Aber nicht nur Jesus hat gelitten, sondern auch Gott. Ich verstehe das so: Gott wollte sich nicht gewaltsam gegen die Mörder seines Sohnes durchsetzen. Darum musste er es erleiden, dass er in dieser Situation (die er aus Liebe zu den Tätern selbst herbeigeführt hat) nicht mehr der fürsorgliche und rettende Vater seines Sohnes sein konnte. Er musste den Tod seines Sohnes erleiden und den Tod seines rettenden Vaterseins.

Wir haben also einen Gott, der selbst Leid und Tod erfahren hat. Gerade so aber hat er Leid und Tod besiegt: Er hat an seiner Liebe festgehalten; seine Liebe ist stärker als der Tod.

Das zeigt uns Jesu Auferweckung: Der liebende und leidende Gott schafft durch den Tod hindurch Leben. Der liebende Gott erleidet den Tod; gerade dadurch aber bleibt er sich selbst treu, nämlich seiner Liebe zu den Tod bringenden Menschen, die er trotz allem leben lässt.

Karfreitag gedenken wir des Todes Jesu. Fürchterlich war dieser Tod nicht, weil Jesu irdisches Leben zu Ende ging, sondern weil Jesus das Verlassensein von seinem rettenden Vater erleben musste. Darum schrie er am Kreuz nicht „Mein Gott, warum muss ich sterben?", sondern „Mein Gott, warum hast du mich verlassen?" (Mk 15,34; Mt 27,46).

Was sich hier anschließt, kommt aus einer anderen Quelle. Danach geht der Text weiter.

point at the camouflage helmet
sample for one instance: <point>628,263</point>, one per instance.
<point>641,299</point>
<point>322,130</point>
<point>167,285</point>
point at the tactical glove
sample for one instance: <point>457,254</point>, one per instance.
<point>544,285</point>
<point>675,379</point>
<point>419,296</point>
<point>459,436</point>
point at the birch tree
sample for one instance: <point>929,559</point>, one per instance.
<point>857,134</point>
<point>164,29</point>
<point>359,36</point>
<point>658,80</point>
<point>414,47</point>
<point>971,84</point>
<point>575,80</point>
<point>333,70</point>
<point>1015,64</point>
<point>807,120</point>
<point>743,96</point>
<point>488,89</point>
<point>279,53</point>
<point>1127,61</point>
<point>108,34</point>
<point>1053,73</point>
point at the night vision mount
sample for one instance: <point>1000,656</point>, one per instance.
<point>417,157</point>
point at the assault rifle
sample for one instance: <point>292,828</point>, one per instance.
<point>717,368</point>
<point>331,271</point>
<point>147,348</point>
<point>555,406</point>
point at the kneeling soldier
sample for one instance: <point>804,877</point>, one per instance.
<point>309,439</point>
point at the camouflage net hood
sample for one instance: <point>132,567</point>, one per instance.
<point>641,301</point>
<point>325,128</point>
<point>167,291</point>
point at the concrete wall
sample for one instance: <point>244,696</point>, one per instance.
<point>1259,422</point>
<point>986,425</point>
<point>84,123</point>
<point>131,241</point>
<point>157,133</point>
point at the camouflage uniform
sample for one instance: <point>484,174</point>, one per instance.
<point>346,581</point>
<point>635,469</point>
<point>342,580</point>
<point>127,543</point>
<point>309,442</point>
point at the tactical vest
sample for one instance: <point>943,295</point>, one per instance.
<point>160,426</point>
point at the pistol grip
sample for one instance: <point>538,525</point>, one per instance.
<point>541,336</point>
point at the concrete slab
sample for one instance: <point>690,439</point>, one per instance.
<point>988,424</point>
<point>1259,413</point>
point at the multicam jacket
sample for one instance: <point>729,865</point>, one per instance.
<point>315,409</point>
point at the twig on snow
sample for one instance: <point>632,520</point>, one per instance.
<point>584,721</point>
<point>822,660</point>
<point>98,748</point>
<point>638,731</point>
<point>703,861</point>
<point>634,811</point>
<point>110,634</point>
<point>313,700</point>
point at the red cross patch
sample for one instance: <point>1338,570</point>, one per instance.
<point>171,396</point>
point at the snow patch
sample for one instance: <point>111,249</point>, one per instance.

Zugleich gedenken wir des Gottes, der die Bewahrung Jesu aufgegeben hat, weil er seine Peiniger nicht auslöschen wollte.

Zu Ostern feiern wir das Leben, das Gott aus dem Tod heraus schafft. Wir feiern den Sieg seiner Liebe über Gewalt und Tod. Diese Liebe hat Jesus durch den Tod hindurch das ewige Leben bei Gott geschenkt. Diese Liebe will auch uns durch den Tod hindurch zum ewigen Leben bei Gott führen.


4. Das vielfältige Leben

„Tod" ist also nicht das letzte Wort. Das letzte Wort ist nach Gottes Willen „Leben". Und das Leben ist ebenso vielfältig wie der Tod.

Der erste Trost
Die griechisch-römische Antike sah im Tod einen notwendigen Teil des menschlichen Daseins: Alles, was entsteht, vergeht. Darum meinte man: Es bleibt uns nur, den Tod als Gegebenheit unseres Daseins anzunehmen. Man konnte den Tod sogar als Befreiung von der Fessel des Leibes und als sicheren Hafen verstehen.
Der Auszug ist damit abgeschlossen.